Unless we are going to follow the path of Greece, we need to stop finding new
ways to give handouts and start increasing workforce participation.
The best form of welfare is a job, and massive
investment in nation-building infrastructure is the first step to helping to
create jobs. Finally, and perhaps most importantly of all, I want to see a
cultural counter-revolution to restore a central role for traditional values,
to redefine our national identity and to create a new social contract between
the governing and the governed. So many of the anti-democratic controls on our
liberty, on the restriction of free speech, on our ability to decide who comes
to this country and on the outpouring of foreign aid have been driven by the
gross abuse of the external affairs powers in section 51 of the Constitution.

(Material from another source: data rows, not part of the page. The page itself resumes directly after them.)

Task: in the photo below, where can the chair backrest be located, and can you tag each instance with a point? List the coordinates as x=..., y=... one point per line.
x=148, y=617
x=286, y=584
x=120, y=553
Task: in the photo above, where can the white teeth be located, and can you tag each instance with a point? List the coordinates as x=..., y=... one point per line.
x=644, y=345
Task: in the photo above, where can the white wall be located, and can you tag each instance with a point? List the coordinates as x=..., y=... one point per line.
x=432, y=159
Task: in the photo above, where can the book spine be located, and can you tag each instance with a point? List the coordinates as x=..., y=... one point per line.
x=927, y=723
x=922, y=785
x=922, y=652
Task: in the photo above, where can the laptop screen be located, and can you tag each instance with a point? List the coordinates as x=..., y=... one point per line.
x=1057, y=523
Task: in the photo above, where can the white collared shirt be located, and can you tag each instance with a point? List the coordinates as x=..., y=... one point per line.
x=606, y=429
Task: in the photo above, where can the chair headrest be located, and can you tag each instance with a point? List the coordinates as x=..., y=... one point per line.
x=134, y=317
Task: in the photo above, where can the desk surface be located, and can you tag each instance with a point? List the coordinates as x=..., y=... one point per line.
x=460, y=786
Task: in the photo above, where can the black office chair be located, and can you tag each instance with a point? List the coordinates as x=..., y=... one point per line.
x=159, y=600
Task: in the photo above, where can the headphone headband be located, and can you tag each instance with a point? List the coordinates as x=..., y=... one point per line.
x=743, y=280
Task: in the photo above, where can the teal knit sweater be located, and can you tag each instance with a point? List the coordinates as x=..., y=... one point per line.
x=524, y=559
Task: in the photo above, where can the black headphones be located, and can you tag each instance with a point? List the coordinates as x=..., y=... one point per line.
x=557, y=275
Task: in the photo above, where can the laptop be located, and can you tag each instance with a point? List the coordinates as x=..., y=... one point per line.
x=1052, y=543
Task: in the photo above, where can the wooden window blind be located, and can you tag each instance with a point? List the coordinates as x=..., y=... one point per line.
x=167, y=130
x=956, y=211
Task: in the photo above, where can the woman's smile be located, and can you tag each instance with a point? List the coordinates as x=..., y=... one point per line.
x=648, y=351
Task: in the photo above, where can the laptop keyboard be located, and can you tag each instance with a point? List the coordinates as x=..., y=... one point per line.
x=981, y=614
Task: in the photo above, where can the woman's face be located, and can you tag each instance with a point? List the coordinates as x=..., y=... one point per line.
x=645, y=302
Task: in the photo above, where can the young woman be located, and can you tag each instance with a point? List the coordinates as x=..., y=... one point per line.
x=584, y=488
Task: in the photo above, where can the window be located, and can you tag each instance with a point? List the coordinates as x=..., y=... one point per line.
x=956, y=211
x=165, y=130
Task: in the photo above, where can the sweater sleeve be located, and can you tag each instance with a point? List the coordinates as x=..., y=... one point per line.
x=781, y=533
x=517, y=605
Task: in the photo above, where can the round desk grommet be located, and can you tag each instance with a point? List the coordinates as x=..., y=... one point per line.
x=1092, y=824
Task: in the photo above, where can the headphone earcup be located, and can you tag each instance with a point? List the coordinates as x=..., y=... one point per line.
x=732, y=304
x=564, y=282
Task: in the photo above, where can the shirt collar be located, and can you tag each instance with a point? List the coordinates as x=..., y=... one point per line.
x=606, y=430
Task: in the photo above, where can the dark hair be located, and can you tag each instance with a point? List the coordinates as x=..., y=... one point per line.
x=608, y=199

Since Whitlam—and clearly contrary to the intent of our founding fathers—the
external affairs powers given to the Commonwealth to sign treaties with other
nations has been abused to overrule other provisions of the Constitution and
override other laws made by our own democratically elected representatives. I
do not only want to withdraw from these UN treaties but want to counter the
dictatorial intent of the successors of Whitlam with an amendment to section 51
of the Constitution. This needs to specifically prohibit the signing of any
treaty contrary to any other provision of the Constitution or existing
Australian laws.
More broadly, however, what we need is a cultural
reconquest of our own country to take back Australia from Gramsci-inspired
left-wing elites that have subverted the very basis of our society, for in the
end what is Australia? What makes Australia a nation is not the happenstance of
shared geography but what unites us: our common history, values, language and
ethnicity, our common culture and our shared vision of our future as a people.
Ethnicity is not just skin-deep. More than anything else, it is our
ethnoreligious identity that defines us and shapes our national identity. Few
nations are fortunate enough to have so condensed their national character in
so short a space of time that, 60 years after Federation, all who lived here,
from children to old men, from paupers to Prime Ministers, could have a shared
understanding of who we were that crossed the political divide. But today all
that is rapidly unraveling, and we stand now at the turn of the tide. The great
cohesive vision of our nation's founding fathers, all that those who came
before us struggled to build, all that our fathers and grandfathers fought wars
to defend, stands at hazard as the stranglehold of the Gramsci-ite elites on
our institutions, political organisations and the media continues to tighten.
Now, on the brink of irreversible change, it is time for us to decide whether
we as a people will rise up against this, hold fast to the crimson threads of
kinship that define and unite us and strive once more for the light on the hill
or concede the field to enemies of Western civilization and see all that we
were and all that we might yet have become fall away to ruin.